Accounted For 10% Of Total Power Generation in The First Half Of 2020.
In the first half of 2020, affected by the COVID-19 epidemic, although global electricity demand fell by 3%, wind and solar power generation still increased by 14% year-on-year. Among the 48 countries and regions in the report, wind and solar power generation increased from 992 TWh in 2019 to 1,129 TWh in the first half of 2020.
Compared with the first half of 2019, global coal power generation in the first half of 2020 fell by 8.3%. This is the biggest drop since 1990, following a 3% year-on-year decline in 2019. A major factor driving the decline in coal power generation is the decline in electricity demand caused by the global epidemic, but the increase in wind and solar power generation and higher market shares are also the main reasons for the decline in coal power.
Although the electricity demand caused by the COVID-19 epidemic has not yet affected wind and solar power generation.
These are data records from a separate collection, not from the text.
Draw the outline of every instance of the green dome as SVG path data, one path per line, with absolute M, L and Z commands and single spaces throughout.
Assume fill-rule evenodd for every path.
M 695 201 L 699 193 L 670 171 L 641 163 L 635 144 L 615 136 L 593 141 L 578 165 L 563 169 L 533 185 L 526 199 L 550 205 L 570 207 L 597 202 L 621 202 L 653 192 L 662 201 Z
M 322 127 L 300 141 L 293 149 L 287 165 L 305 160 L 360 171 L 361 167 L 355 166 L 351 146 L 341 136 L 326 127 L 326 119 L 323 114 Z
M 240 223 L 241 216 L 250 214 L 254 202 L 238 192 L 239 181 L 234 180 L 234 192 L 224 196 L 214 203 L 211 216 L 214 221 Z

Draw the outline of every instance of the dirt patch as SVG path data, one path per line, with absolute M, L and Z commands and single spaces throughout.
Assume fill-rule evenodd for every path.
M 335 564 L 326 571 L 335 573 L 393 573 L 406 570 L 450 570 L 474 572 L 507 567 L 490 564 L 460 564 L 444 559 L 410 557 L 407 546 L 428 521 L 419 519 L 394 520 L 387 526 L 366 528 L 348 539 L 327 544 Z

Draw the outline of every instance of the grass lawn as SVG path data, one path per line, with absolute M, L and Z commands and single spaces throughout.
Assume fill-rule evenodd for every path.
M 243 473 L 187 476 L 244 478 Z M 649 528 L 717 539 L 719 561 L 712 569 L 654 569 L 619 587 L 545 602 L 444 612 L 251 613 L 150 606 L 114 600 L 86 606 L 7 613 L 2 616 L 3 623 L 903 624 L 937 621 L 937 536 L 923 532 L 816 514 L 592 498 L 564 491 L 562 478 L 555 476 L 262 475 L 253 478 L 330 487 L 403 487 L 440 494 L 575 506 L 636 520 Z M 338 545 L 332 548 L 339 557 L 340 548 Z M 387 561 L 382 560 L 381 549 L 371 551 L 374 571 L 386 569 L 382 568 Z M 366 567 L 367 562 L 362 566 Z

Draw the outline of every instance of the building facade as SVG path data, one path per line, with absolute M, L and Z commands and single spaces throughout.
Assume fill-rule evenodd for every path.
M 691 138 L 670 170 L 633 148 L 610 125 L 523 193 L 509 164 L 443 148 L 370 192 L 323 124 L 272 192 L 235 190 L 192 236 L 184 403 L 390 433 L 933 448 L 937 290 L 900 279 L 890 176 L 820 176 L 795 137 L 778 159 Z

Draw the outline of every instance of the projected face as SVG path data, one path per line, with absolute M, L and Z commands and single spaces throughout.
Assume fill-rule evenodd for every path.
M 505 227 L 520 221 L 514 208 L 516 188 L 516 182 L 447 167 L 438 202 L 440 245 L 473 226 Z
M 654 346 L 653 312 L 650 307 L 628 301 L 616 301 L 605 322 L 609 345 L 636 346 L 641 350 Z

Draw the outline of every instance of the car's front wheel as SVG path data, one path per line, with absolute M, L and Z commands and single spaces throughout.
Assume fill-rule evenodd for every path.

However, the global epidemic has affected the installation speed of new wind and solar power generation devices in 2020; the International Energy Agency (IEA) predicts that by 2020, the newly installed capacity of renewable energy power generation will drop by 13%, falling to the level since 2015 The lowest level.
Dave Jones, senior power analyst at Ember, said: “Countries around the world are striving to build more wind spots and photovoltaic panels to replace coal power. If the global temperature rise is to be limited to 1.5 degrees Celsius, coal power generation will have to be generated every year for the next ten years. A reduction of 13%. However, despite the impact of the new crown epidemic that has curbed electricity demand as a whole, coal power generation only dropped by 8% in the first half of this year. This fact shows that we are still deviating from the energy transition track. We have a transition solution. The plan, it’s working, but it’s not progressing fast enough.”